Associate Dean of the College of Engineering and Civil Engineering Professor Dr. Laurence Jacobs has been asked to give a keynote presentation before the 40th Review of Progress in QNDE and 10th ICBM, to be held in Baltimore Maryland on July 21-26.
His presentation, “Nonlinear Ultrasonics for Structural Health Awareness” will look at applications to characterize fatigue, thermal embrittlement and irradiation damage in nickel-based superalloys, aluminum, steels and stainless steels, as well as alkali silica reaction (ASR) damage in concrete.
The annual Quantitative Nondestructive Evaluation (QNDE) conference is a meeting of academic and industry professionals designed to bring together research and early engineering for the presentation of ideas and results to transfer to engineering development.
Central to Jacobs’ talk is the importance of collecting accurate quantitative information on the state of damaged structural materials.
“Health monitoring of structural components will require the development of advanced sensing techniques capable of providing quantitative information on the damage state of structural materials,” he writes.
“By focusing on nonlinear acoustic techniques, it is possible to measure absolute, strength based material parameters that can then be coupled with uncertainty models to enable accurate and quantitative life prediction. Starting at the material level, this talk will summarize current research that involves a combination of sensing techniques and physics-based models to characterize damage in both metallic and cement-based materials.

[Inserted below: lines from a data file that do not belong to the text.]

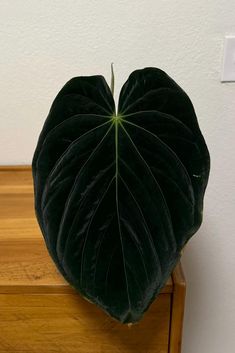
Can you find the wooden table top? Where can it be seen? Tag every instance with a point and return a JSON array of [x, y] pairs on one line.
[[25, 265]]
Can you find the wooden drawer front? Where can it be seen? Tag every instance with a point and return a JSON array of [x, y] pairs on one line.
[[67, 323]]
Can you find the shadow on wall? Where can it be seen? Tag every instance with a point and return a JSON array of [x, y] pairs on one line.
[[199, 272]]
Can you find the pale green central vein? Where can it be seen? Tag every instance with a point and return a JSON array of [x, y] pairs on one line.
[[117, 121]]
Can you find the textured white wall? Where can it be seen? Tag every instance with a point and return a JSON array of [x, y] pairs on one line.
[[45, 43]]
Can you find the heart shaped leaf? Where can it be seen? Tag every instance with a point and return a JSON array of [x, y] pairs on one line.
[[118, 196]]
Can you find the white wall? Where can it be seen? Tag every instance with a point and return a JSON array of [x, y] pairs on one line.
[[45, 43]]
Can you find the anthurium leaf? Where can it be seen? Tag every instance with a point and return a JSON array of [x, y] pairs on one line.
[[118, 196]]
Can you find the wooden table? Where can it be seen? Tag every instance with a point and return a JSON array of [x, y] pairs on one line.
[[40, 312]]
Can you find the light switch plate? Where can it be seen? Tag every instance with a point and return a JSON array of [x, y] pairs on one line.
[[228, 70]]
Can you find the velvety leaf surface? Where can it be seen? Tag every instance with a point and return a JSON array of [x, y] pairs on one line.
[[118, 196]]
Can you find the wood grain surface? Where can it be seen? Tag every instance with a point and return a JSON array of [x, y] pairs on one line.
[[40, 312]]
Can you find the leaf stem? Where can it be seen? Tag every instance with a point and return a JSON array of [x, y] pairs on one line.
[[112, 79]]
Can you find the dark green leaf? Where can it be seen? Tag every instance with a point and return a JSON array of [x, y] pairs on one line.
[[118, 196]]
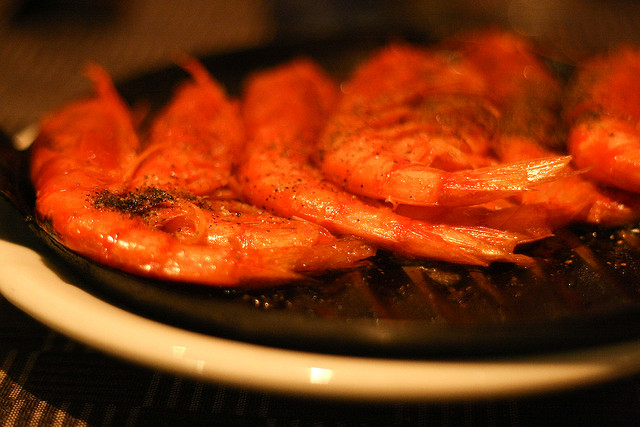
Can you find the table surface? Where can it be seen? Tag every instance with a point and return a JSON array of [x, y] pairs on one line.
[[48, 379]]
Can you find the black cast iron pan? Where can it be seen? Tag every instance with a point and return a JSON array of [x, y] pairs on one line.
[[585, 291]]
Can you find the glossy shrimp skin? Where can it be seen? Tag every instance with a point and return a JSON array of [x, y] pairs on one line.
[[81, 166], [420, 134], [603, 111], [193, 142], [276, 174], [528, 97]]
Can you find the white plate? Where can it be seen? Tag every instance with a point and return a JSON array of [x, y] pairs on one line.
[[27, 282]]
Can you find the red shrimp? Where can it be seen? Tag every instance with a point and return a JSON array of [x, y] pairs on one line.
[[285, 109], [397, 109], [194, 140], [528, 97], [80, 169], [603, 110]]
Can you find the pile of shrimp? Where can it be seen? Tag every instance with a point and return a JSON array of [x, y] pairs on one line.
[[457, 152]]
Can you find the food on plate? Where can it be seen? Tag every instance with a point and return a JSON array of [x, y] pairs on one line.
[[411, 128], [276, 173], [603, 112], [453, 152], [528, 98], [82, 165]]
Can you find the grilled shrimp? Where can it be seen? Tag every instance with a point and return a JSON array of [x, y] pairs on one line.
[[528, 97], [81, 169], [276, 174], [603, 111], [194, 141], [398, 112]]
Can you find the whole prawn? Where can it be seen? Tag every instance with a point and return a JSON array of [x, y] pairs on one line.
[[528, 98], [194, 140], [603, 112], [82, 165], [276, 174], [390, 136]]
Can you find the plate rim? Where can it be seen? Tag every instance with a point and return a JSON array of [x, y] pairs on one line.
[[40, 292]]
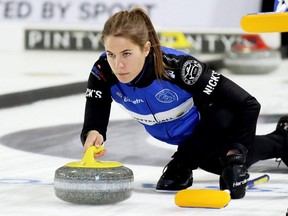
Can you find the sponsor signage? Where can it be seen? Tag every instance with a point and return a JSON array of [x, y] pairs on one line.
[[84, 40]]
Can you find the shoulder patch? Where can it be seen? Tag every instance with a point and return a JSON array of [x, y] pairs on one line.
[[96, 72], [191, 71]]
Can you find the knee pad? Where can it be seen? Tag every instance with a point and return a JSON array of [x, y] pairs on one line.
[[234, 175]]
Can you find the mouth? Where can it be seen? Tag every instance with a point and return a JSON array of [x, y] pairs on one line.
[[122, 74]]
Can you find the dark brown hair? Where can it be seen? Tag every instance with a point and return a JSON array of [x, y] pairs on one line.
[[136, 26]]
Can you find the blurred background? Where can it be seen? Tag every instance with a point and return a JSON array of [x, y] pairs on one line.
[[46, 43]]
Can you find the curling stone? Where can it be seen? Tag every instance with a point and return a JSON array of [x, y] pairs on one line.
[[253, 56], [93, 182]]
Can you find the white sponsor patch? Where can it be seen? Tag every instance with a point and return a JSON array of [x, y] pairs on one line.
[[191, 71]]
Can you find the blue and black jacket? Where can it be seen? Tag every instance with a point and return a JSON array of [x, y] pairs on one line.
[[170, 108]]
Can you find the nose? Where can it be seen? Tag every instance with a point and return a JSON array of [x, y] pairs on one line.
[[118, 63]]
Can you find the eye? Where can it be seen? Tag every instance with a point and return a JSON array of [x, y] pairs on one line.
[[111, 55], [126, 54]]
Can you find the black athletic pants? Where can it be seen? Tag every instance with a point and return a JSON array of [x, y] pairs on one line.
[[212, 141]]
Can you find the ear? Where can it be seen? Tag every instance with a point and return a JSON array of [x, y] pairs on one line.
[[147, 48]]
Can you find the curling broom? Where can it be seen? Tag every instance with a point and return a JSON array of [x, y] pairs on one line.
[[206, 198]]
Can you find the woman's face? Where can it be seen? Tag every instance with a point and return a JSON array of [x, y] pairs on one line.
[[125, 57]]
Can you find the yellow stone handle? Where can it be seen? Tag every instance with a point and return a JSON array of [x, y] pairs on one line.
[[89, 154], [88, 160]]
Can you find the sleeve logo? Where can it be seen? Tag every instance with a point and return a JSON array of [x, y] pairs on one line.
[[191, 71]]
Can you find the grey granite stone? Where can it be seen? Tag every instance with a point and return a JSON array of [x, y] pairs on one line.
[[95, 186]]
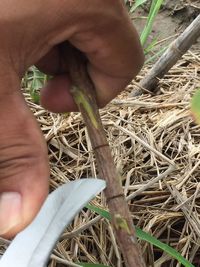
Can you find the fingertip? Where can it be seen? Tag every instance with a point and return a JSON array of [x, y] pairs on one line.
[[56, 97]]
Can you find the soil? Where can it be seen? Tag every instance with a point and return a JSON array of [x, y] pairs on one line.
[[174, 17]]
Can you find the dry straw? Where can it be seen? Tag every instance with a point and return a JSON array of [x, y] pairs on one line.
[[148, 134]]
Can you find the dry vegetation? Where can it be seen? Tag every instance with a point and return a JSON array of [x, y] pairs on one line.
[[148, 135]]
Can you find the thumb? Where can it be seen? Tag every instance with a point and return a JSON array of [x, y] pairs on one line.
[[24, 169]]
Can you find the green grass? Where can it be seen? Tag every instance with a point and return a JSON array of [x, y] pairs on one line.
[[148, 238]]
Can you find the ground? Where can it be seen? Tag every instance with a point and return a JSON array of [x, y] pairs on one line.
[[148, 135]]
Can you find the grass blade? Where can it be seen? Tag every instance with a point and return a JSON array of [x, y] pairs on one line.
[[155, 7], [147, 237]]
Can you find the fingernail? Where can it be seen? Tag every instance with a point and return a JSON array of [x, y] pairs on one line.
[[10, 211]]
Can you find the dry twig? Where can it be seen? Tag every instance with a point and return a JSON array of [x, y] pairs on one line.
[[84, 95]]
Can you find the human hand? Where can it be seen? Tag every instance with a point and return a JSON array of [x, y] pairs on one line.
[[34, 32]]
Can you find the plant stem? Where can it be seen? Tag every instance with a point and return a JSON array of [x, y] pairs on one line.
[[84, 95]]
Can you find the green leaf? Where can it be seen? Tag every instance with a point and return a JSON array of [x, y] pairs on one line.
[[137, 4], [147, 237], [91, 265], [195, 106], [155, 7]]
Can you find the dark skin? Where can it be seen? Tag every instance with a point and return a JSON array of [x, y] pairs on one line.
[[33, 33]]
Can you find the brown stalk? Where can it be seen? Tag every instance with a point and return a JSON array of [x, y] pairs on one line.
[[175, 51], [84, 95]]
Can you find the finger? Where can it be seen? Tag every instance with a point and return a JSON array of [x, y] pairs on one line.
[[24, 170], [113, 49], [55, 96]]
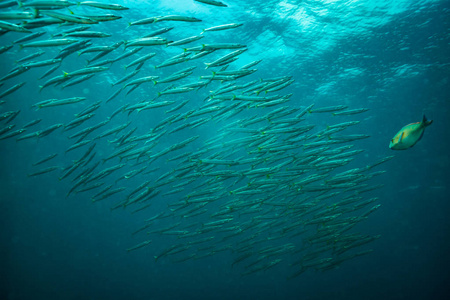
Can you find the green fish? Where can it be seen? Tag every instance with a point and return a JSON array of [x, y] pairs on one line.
[[409, 135]]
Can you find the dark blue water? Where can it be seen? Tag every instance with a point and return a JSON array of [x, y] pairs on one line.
[[391, 57]]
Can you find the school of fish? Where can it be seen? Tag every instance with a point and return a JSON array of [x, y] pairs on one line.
[[205, 152]]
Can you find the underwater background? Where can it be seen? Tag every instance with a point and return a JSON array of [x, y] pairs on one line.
[[392, 57]]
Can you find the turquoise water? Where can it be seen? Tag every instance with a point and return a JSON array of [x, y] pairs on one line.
[[390, 57]]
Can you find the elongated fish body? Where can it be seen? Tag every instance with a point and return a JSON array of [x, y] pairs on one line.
[[409, 135]]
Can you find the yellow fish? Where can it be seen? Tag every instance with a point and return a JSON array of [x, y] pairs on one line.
[[409, 135]]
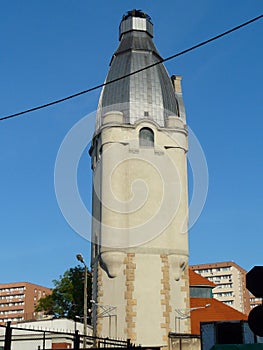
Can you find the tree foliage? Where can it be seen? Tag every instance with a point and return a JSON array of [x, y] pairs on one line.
[[67, 297]]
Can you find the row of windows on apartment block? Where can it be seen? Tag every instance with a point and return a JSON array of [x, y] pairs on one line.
[[220, 278], [223, 294], [18, 296], [12, 319], [10, 312], [12, 304], [12, 289], [215, 269], [20, 289]]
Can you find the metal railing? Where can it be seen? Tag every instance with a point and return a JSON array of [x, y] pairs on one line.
[[16, 338]]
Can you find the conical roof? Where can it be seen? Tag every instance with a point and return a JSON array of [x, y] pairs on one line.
[[145, 95]]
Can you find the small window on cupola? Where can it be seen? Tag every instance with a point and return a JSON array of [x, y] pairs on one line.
[[146, 137]]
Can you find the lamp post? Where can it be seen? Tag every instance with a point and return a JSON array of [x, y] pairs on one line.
[[185, 313], [85, 311]]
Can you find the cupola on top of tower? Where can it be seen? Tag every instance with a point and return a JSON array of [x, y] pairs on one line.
[[135, 20], [148, 94]]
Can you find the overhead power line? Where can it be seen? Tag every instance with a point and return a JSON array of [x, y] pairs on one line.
[[135, 72]]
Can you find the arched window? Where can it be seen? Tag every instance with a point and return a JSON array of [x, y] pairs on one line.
[[146, 137]]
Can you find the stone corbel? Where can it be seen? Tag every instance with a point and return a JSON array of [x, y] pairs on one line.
[[177, 264]]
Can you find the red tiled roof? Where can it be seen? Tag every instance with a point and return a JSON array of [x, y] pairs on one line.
[[197, 280], [217, 311]]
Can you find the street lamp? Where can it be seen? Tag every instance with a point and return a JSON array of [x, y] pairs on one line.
[[185, 313], [85, 311]]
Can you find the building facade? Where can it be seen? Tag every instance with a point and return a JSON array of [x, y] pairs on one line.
[[140, 194], [18, 301], [230, 279]]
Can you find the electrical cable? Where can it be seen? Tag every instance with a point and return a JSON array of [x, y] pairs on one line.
[[135, 72]]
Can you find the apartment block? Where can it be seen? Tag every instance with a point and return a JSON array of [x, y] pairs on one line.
[[18, 301], [230, 279]]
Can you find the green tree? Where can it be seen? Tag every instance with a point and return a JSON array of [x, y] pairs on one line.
[[67, 299]]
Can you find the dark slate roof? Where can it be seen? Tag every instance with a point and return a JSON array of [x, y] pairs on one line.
[[148, 94]]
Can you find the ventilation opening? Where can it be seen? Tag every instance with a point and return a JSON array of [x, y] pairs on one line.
[[146, 137]]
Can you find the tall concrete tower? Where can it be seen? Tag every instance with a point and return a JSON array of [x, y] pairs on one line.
[[140, 198]]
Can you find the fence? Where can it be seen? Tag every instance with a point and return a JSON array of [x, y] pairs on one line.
[[19, 338]]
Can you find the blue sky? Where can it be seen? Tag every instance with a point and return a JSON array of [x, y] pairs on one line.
[[51, 49]]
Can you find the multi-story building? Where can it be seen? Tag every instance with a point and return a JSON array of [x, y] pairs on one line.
[[230, 279], [140, 240], [18, 301]]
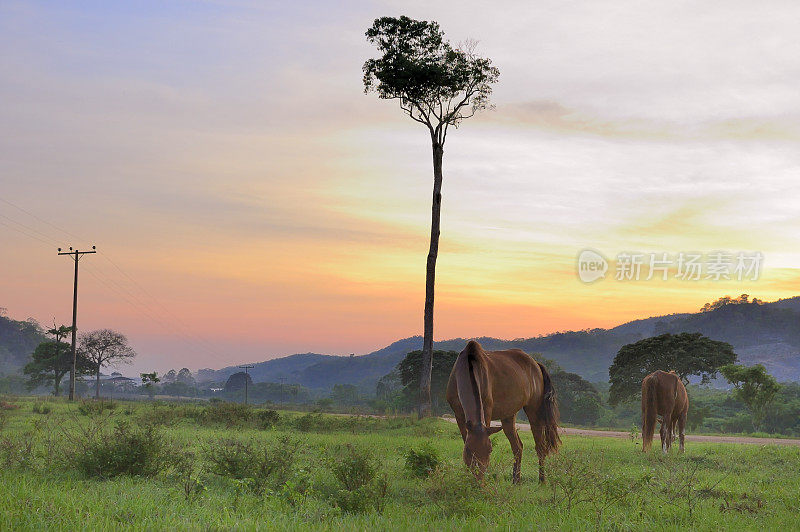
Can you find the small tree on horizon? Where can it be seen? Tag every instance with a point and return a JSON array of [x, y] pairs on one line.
[[105, 347], [753, 386], [439, 86], [685, 353]]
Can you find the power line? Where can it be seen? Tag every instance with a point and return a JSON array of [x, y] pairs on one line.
[[76, 256], [124, 293], [246, 378]]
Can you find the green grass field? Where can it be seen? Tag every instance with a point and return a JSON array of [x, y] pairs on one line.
[[55, 476]]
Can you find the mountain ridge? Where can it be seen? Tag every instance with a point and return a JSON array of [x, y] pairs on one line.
[[766, 333]]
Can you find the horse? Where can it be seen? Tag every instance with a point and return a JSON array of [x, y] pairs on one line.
[[495, 385], [663, 395]]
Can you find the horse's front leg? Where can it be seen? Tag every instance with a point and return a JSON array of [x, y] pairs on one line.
[[510, 430]]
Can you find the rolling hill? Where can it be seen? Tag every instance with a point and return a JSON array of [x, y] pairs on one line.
[[768, 334]]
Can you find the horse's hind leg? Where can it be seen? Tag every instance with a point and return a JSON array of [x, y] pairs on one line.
[[510, 430], [461, 420], [666, 433], [538, 437]]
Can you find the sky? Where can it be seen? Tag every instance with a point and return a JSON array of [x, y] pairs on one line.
[[249, 201]]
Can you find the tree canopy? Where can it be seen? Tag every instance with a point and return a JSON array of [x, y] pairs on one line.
[[52, 359], [687, 354], [438, 85]]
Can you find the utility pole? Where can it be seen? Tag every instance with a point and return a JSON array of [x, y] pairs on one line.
[[245, 368], [76, 256]]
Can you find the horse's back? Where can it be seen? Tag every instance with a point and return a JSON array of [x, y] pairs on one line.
[[514, 379], [668, 390]]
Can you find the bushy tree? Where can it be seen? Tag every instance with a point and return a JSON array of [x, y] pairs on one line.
[[439, 86], [686, 353], [149, 381], [754, 387], [105, 347], [52, 360]]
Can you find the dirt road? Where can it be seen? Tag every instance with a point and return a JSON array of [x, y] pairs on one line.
[[689, 437]]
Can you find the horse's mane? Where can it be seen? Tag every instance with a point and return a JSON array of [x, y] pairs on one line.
[[469, 391]]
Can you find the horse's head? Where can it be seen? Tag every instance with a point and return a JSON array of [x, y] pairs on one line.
[[478, 447]]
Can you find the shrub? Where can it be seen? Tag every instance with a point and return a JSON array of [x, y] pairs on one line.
[[16, 452], [8, 406], [140, 451], [311, 421], [92, 408], [263, 466], [456, 492], [230, 414], [361, 487], [41, 408], [423, 461], [268, 418]]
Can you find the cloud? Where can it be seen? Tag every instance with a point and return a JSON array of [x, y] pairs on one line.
[[554, 117]]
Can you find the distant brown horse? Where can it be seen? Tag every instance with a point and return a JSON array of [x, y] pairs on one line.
[[495, 385], [664, 396]]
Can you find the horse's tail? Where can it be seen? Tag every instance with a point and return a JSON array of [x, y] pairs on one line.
[[649, 411], [548, 414]]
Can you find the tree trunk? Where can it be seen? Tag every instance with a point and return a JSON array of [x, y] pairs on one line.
[[430, 278]]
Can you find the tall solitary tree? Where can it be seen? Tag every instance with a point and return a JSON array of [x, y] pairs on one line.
[[102, 348], [439, 86]]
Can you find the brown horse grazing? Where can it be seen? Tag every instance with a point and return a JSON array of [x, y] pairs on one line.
[[664, 396], [495, 385]]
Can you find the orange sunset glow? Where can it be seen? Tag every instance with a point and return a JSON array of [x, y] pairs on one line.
[[249, 201]]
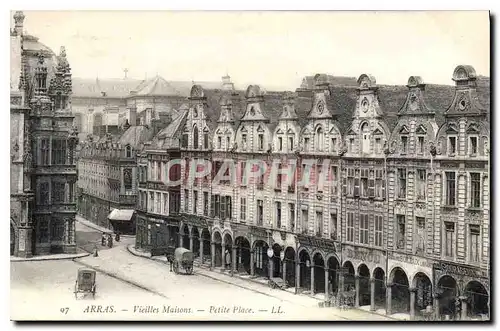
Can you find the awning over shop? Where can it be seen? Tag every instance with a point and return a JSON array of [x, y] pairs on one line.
[[123, 215]]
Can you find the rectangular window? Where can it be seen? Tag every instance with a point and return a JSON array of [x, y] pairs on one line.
[[350, 227], [450, 188], [475, 243], [379, 184], [305, 220], [278, 215], [43, 230], [363, 229], [319, 224], [333, 145], [364, 183], [290, 144], [350, 181], [420, 148], [449, 237], [291, 216], [195, 202], [243, 209], [58, 191], [58, 151], [261, 141], [205, 140], [401, 238], [378, 230], [186, 200], [260, 212], [306, 144], [452, 145], [378, 145], [43, 193], [333, 226], [421, 184], [473, 145], [205, 203], [420, 240], [404, 144], [475, 189], [402, 183], [244, 142]]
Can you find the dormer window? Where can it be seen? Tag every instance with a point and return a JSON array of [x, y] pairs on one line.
[[261, 141], [319, 138], [244, 142], [452, 145], [306, 144], [420, 145], [473, 146], [404, 144]]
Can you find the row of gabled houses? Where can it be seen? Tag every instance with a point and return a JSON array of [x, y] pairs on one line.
[[405, 224]]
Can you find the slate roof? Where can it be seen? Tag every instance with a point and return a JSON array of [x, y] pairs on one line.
[[135, 136]]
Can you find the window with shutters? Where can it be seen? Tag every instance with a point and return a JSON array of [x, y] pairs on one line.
[[333, 226], [59, 151], [305, 221], [420, 236], [452, 145], [449, 239], [363, 229], [243, 209], [43, 229], [278, 215], [350, 182], [260, 212], [475, 190], [474, 243], [378, 230], [58, 192], [421, 184], [401, 234], [334, 179], [356, 183], [319, 224], [364, 183], [350, 227], [261, 141], [404, 144], [402, 183], [472, 146], [244, 142], [379, 184], [195, 202], [205, 203], [291, 216], [450, 188]]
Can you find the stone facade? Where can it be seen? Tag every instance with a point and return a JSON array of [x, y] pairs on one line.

“In metals, these nonlinear ultrasonic measurements can sense material state, before the formation of micro- and macro-cracks. A variety of sensing techniques including second harmonic generation and wave mixing will be considered. Since these nonlinear acoustic techniques are acoustic wave based, component interrogation can be performed with bulk, surface and guided waves using the same underlying material physics; these nonlinear ultrasonic techniques provide results which are independent of the wave type used. Recent physics-based models consider the evolution of damage due to dislocations, slip bands, interstitials, and precipitates in the lattice structure, which can lead to localized damage.”
The Review of Progress in Quantitative Nondestructive Evaluation (QNDE) is sponsored by QNDE Programs and organized by the Center for Nondestructive Evaluation at Iowa State University in cooperation with the Air Force Research Laboratory, the Army Research Laboratory, the American Society for Nondestructive Testing, the U.S. Department of Energy, the Federal Aviation Administration, the National Aeronautics and Space Administration-LaRC, and the National Science Foundation.